Scientology, in case you've never heard of it, is a religion and church, at least for IRS purposes. Sometimes its members say that it doesn't conflict with belief in Jesus Christ or his teachings. It involves application of dianetics, “the modern science of mental health,” and denial of psychotherapy, especially the drugs used to control mental problems.
Both Scientology and dianetics were created -- or revealed, discovered, whatever word you care to use -- by L. Ron Hubbard, a writer of science fiction and other fictional genres. More than most religions, Scientology's scripture involves science fictional concepts, such as alien overlords and spaceships. Those science fictional revelations aren’t supposed to be revealed until you've reached the right spiritual level because premature knowledge of it might harm you. Attaining that spiritual level requires auditing and courses, all of which must be paid for by the acolyte. Some members who join the church’s Sea Org inner circle must sign billion year contracts. Celebrities are courted to become Scientologists because it’s believed this will generate good publicity and help spread the message of the church, which will help save and elevate humanity. Those who choose to leave the church are often visited by other members to attempt to persuade them to return. The church denies charges by critics that threats are used, or that contact with family still in the church will be denied if they don't return.
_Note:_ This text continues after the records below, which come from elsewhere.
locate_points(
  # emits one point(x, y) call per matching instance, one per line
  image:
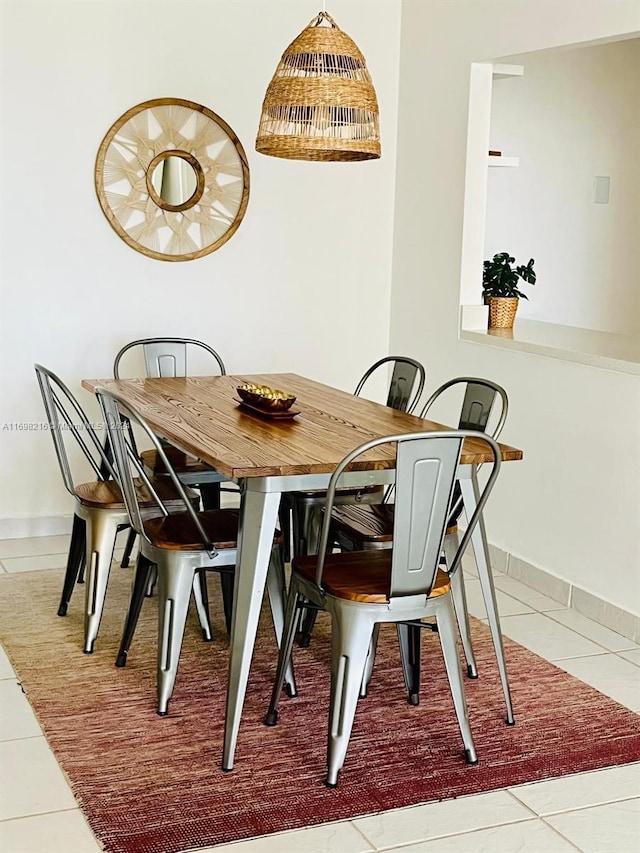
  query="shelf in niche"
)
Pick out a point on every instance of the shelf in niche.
point(501, 70)
point(504, 162)
point(607, 350)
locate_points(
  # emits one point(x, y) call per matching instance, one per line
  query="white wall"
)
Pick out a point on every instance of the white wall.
point(303, 285)
point(572, 506)
point(573, 115)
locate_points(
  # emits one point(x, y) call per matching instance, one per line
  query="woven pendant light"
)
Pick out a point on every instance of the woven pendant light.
point(320, 104)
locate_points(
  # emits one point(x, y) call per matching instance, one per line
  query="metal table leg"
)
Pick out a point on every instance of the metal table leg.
point(258, 516)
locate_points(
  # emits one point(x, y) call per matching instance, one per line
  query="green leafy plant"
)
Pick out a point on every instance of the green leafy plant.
point(500, 279)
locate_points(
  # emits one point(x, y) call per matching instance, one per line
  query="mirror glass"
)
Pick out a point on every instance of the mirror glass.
point(174, 179)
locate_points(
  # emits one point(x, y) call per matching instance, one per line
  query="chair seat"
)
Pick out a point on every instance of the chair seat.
point(107, 494)
point(182, 463)
point(348, 495)
point(359, 575)
point(177, 532)
point(369, 522)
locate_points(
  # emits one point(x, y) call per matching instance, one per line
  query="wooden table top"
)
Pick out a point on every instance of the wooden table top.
point(200, 416)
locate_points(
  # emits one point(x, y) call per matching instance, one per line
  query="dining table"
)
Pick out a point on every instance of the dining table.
point(266, 456)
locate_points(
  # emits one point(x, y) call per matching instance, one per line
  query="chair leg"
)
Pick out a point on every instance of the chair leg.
point(459, 595)
point(152, 580)
point(446, 620)
point(371, 659)
point(226, 587)
point(277, 592)
point(284, 520)
point(410, 641)
point(75, 561)
point(201, 598)
point(210, 494)
point(138, 589)
point(479, 542)
point(294, 602)
point(128, 548)
point(307, 520)
point(101, 540)
point(175, 583)
point(350, 643)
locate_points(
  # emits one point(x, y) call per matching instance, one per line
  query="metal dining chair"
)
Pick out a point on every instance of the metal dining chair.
point(99, 510)
point(358, 528)
point(403, 585)
point(406, 384)
point(170, 357)
point(181, 546)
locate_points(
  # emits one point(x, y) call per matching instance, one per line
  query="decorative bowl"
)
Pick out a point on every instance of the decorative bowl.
point(269, 399)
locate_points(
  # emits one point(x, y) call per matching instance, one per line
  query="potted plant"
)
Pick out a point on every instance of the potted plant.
point(500, 288)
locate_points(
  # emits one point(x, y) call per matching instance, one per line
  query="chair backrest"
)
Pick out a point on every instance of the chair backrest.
point(128, 467)
point(426, 466)
point(166, 357)
point(66, 417)
point(477, 405)
point(407, 381)
point(479, 398)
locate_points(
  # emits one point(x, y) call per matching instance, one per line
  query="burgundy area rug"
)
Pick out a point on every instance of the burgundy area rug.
point(150, 784)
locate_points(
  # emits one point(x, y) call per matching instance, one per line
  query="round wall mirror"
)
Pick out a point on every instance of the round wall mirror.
point(172, 179)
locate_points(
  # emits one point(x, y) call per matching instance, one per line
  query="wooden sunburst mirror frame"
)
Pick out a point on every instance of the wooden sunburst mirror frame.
point(137, 144)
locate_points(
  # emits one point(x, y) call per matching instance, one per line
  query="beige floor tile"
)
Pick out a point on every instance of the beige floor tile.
point(17, 720)
point(526, 594)
point(633, 656)
point(581, 790)
point(605, 637)
point(57, 832)
point(547, 638)
point(31, 781)
point(507, 605)
point(329, 838)
point(532, 836)
point(34, 545)
point(612, 828)
point(6, 670)
point(37, 563)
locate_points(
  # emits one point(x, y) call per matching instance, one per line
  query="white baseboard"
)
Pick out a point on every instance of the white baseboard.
point(44, 525)
point(580, 600)
point(586, 603)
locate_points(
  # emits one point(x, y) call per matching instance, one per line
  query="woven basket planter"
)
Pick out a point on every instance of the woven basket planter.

I don't remember when I next encountered Hubbard’s Bridge. Maybe it was the publication of his novel Battlefield Earth, which was followed by the 10-volume Mission Earth (all mention of which is absent from the main text of Going Clear, along with allegations that there was manipulation of the sales figures to get them on the New York Times bestseller list). Maybe it was news stories about Scientology’s attacks on its critics.
I'm not sure if Scientology was mentioned in Martin Gardner's Fads and Fallacies in the Name of Science, or in the Committee for Scientific Investigation of Claims of the Paranormal's magazine Skeptical Inquirer, or Flim-Flam! Psychics, ESP, Unicorns, and Other Delusions by James Randi. I do know that I never found it an attractive philosophy or organization, and nothing in Going Clear made it sound more attractive.
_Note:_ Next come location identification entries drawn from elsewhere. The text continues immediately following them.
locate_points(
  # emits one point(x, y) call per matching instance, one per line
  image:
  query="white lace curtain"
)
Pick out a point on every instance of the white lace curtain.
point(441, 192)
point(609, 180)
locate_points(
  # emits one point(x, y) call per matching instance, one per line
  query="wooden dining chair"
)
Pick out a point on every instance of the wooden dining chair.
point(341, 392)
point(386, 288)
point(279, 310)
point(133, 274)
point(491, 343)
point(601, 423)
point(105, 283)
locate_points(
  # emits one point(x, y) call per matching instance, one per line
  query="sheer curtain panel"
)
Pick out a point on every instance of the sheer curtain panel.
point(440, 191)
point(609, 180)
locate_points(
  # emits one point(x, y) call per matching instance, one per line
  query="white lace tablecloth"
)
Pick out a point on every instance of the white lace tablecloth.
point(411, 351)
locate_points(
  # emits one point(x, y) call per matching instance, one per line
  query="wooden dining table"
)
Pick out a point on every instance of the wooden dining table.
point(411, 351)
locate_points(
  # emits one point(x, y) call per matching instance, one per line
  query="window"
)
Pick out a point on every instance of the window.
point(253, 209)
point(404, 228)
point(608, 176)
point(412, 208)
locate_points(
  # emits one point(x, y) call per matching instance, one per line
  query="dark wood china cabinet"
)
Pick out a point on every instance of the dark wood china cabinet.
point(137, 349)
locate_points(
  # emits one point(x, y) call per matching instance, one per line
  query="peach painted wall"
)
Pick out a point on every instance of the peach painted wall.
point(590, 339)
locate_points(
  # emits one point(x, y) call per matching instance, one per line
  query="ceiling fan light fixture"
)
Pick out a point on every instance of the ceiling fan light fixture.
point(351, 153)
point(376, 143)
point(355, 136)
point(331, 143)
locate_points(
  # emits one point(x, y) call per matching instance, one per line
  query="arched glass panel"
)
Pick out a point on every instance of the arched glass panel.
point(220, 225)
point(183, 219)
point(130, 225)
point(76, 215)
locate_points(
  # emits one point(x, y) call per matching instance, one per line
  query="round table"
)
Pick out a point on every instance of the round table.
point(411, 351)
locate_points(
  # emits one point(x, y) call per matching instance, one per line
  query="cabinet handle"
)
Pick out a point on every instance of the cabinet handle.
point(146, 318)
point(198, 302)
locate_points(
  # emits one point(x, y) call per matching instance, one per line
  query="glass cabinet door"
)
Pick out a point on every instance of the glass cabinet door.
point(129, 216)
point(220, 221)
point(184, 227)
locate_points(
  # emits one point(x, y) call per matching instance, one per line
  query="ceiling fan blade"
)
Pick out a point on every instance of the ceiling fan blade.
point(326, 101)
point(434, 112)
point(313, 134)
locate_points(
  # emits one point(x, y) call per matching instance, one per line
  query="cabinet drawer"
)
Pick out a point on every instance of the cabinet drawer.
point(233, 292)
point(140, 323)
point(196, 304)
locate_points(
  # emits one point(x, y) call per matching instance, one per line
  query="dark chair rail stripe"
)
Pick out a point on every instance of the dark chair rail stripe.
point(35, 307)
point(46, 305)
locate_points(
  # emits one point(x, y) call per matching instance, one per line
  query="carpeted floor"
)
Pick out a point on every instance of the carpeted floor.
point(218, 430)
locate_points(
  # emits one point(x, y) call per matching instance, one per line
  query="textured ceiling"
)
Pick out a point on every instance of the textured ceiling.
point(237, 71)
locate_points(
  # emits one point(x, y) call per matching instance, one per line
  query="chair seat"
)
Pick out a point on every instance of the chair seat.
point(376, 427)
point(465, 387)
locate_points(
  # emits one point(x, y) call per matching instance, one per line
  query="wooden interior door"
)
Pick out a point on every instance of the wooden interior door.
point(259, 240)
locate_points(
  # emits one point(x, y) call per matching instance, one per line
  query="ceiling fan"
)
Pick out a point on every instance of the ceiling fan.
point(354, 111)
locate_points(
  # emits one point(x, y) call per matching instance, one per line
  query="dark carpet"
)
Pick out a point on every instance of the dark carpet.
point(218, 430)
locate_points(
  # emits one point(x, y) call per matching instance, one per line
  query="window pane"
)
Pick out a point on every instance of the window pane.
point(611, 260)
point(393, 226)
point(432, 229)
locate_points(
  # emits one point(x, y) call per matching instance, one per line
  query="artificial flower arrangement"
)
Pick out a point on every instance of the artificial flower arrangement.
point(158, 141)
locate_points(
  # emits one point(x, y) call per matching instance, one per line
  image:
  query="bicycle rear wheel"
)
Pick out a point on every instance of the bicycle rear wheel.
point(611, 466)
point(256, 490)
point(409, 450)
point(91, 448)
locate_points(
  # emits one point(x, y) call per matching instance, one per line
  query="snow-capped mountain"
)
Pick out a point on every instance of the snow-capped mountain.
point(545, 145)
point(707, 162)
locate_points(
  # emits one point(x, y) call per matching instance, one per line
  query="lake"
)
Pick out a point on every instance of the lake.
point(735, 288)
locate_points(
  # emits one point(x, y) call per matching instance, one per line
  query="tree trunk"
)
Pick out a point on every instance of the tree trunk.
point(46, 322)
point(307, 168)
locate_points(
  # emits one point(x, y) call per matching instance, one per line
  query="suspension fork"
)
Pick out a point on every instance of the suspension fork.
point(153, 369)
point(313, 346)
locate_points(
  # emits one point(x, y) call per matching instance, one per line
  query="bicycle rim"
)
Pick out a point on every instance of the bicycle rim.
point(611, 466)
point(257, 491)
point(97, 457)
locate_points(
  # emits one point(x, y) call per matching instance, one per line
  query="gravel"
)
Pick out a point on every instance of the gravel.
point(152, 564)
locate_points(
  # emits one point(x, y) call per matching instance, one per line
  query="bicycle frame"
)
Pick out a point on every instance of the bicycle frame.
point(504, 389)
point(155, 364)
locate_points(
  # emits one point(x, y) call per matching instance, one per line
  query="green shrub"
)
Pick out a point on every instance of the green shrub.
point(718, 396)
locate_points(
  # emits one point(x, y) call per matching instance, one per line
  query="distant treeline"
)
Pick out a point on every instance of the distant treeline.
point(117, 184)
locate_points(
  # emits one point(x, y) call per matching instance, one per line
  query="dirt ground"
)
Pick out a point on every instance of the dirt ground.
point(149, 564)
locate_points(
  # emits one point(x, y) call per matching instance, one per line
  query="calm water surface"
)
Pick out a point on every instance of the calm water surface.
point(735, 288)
Expanded from a New Yorker article about Academy Award-winning director Paul Haggis, who left Scientology over its apparent homophobia and support for a ban on gay marriage (Haggis’ two daughters are gay), Going Clear gives a brief biography of Hubbard and his development first of dianetics and then Scientology, based on first-person accounts, private documents and the public record. Much is based on former Scientologists’ testimony, which the church denounces as untrustworthy because they hold a grudge.
It’s true that all current and some former Scientologists quoted in the book deny most of Wright’s charges of physical and mental abuse. If true, it seems people stay and take the abuse, either because of fear, brainwashing or because they still believe Scientology is the only true path to salvation.
If even half of what the book says about Scientology is accurate, Hubbard seems to have been crazy in his later years. I’d always assumed he was just a hack sf writer and con man (he was alleged to have said something like “If a man really wants to make a million dollars, the best way would be to start his own religion”). I guess that's progress, too.